Using Nix for IoT? (in bandwidth/resource constrained context)

svet · December 28, 2022, 9:48pm

I’ve been playing around with Nix for a short while and - despite the complexity - I really like the overall approach. I can see how it’s a great solution in a variety of contexts. What I’m trying to work out is whether it can be a good solution in an IoT context. I’ll say a few words about my requirements/priorities, and observations so far. Would be great to get input from the community on whether I’m barking up the right tree.

Context and requirements:

We have a few hundred devices running in the field, used for data acquisition. The hardware is based on Raspberry Pi or similar, and they all run some flavor/version of Debian as a base OS.
We also have our own applications running on the devices, which handle the above-mentioned data acquisition, and other relevant tasks.
We occasionally need to push new application updates.

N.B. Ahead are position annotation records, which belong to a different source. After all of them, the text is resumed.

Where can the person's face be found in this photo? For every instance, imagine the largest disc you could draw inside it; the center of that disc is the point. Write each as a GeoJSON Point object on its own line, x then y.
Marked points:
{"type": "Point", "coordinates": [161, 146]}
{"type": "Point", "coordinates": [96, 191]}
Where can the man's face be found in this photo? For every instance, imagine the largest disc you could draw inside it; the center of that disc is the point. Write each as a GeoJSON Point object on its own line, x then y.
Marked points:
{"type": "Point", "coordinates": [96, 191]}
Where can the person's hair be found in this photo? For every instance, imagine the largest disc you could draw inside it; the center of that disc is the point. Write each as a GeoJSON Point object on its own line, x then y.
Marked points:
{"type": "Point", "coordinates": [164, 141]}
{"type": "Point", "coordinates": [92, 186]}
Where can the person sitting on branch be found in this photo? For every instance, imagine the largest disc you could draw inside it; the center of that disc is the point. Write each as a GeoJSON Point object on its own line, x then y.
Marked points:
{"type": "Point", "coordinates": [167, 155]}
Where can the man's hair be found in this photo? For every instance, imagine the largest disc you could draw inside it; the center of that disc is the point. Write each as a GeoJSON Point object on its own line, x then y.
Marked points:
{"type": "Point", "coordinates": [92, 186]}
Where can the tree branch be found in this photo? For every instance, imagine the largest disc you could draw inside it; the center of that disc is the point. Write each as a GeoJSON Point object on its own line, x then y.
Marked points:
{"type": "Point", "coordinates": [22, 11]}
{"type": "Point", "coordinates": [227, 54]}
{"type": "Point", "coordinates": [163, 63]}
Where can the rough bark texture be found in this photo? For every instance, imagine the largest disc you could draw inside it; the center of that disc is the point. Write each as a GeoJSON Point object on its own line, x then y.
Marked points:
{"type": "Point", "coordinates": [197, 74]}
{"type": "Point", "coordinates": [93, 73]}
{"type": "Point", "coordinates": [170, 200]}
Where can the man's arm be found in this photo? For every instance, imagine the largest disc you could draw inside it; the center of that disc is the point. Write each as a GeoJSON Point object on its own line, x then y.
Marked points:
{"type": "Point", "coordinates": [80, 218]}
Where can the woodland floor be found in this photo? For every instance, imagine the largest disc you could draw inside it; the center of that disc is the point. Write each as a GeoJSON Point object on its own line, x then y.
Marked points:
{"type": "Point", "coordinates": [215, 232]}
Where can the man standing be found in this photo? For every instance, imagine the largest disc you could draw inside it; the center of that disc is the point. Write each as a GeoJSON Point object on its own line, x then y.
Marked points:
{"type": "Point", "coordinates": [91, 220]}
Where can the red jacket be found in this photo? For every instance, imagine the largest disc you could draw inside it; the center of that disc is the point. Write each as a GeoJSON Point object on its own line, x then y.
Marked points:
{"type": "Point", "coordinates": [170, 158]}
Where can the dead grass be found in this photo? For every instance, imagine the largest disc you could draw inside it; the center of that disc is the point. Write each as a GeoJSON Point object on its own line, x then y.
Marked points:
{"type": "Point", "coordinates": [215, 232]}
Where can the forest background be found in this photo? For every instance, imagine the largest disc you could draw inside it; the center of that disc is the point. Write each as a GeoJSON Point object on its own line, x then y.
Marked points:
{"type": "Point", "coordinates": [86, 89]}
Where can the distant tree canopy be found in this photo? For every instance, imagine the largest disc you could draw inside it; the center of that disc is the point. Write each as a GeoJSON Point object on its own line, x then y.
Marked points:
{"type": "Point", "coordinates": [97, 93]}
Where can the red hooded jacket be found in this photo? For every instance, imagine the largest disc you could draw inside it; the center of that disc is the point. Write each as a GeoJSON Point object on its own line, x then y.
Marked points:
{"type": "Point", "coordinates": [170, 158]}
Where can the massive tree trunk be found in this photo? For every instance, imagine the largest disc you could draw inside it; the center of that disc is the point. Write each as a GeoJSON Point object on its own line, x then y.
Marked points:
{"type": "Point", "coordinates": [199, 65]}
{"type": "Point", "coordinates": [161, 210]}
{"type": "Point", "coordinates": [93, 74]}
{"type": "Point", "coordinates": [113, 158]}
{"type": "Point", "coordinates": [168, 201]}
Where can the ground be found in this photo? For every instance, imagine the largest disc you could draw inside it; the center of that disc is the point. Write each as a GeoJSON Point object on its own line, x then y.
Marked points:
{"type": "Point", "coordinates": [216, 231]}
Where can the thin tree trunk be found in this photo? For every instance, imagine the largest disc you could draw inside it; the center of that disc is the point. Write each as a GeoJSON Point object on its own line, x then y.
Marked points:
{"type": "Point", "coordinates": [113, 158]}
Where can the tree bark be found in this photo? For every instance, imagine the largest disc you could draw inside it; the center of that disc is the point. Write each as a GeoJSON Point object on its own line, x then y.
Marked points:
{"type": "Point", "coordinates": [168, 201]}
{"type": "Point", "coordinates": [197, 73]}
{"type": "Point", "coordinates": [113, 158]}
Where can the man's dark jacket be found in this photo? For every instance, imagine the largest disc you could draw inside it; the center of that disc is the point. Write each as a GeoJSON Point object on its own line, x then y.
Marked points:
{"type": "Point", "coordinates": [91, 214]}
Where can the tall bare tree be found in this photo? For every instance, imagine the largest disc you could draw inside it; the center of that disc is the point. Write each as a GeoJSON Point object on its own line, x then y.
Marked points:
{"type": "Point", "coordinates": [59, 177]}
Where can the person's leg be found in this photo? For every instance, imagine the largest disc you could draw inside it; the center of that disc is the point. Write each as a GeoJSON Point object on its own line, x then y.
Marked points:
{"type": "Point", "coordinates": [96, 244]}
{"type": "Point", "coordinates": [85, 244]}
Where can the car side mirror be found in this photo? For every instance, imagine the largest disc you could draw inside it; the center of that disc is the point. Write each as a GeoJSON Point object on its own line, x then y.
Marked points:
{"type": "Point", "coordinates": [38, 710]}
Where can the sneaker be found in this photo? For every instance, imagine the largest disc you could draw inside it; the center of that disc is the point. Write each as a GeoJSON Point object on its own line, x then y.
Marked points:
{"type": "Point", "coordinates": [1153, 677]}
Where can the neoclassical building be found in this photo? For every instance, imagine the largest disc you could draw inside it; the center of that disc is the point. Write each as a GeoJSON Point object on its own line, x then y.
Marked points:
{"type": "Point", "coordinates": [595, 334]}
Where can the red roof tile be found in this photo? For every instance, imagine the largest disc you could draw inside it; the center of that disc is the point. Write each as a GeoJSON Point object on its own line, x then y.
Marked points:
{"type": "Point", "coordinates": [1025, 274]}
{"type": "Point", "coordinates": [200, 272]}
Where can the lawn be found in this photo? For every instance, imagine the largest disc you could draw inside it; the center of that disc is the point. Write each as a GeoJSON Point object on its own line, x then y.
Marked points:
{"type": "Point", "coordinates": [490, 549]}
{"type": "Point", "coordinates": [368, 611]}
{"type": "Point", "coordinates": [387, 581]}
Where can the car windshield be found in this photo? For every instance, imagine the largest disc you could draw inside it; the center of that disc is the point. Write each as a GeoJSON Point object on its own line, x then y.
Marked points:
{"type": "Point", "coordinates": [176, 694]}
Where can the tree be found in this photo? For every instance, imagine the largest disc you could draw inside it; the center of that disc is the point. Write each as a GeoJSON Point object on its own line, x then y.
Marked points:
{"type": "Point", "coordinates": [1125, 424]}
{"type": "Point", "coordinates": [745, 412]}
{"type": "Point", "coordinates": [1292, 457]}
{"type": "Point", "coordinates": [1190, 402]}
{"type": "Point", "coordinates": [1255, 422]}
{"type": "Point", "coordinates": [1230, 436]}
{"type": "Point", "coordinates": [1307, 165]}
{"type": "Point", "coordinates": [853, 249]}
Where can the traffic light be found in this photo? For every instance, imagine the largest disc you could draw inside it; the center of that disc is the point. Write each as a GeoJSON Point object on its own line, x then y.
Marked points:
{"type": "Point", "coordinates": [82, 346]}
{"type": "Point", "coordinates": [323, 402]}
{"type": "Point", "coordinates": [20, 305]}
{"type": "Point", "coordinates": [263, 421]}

Though we don’t generally upgrade the underlying OS after deployment.
The main requirements are that:
1. Unattended updates should be performed atomically. More generally: things should never end up in a broken state.
2. Updating the application should (within reason) be independent of the underlying OS. This generally means bundling dependencies.

The above requirements basically rule out using apt/dpkg. Currently we are deploying the applications as Snaps, though after ~5 years of using this approach, I’m not totally satisfied with the result - and am wondering if there’s a better way for future deployments - so have been looking into the viability of using Nix for such a use case.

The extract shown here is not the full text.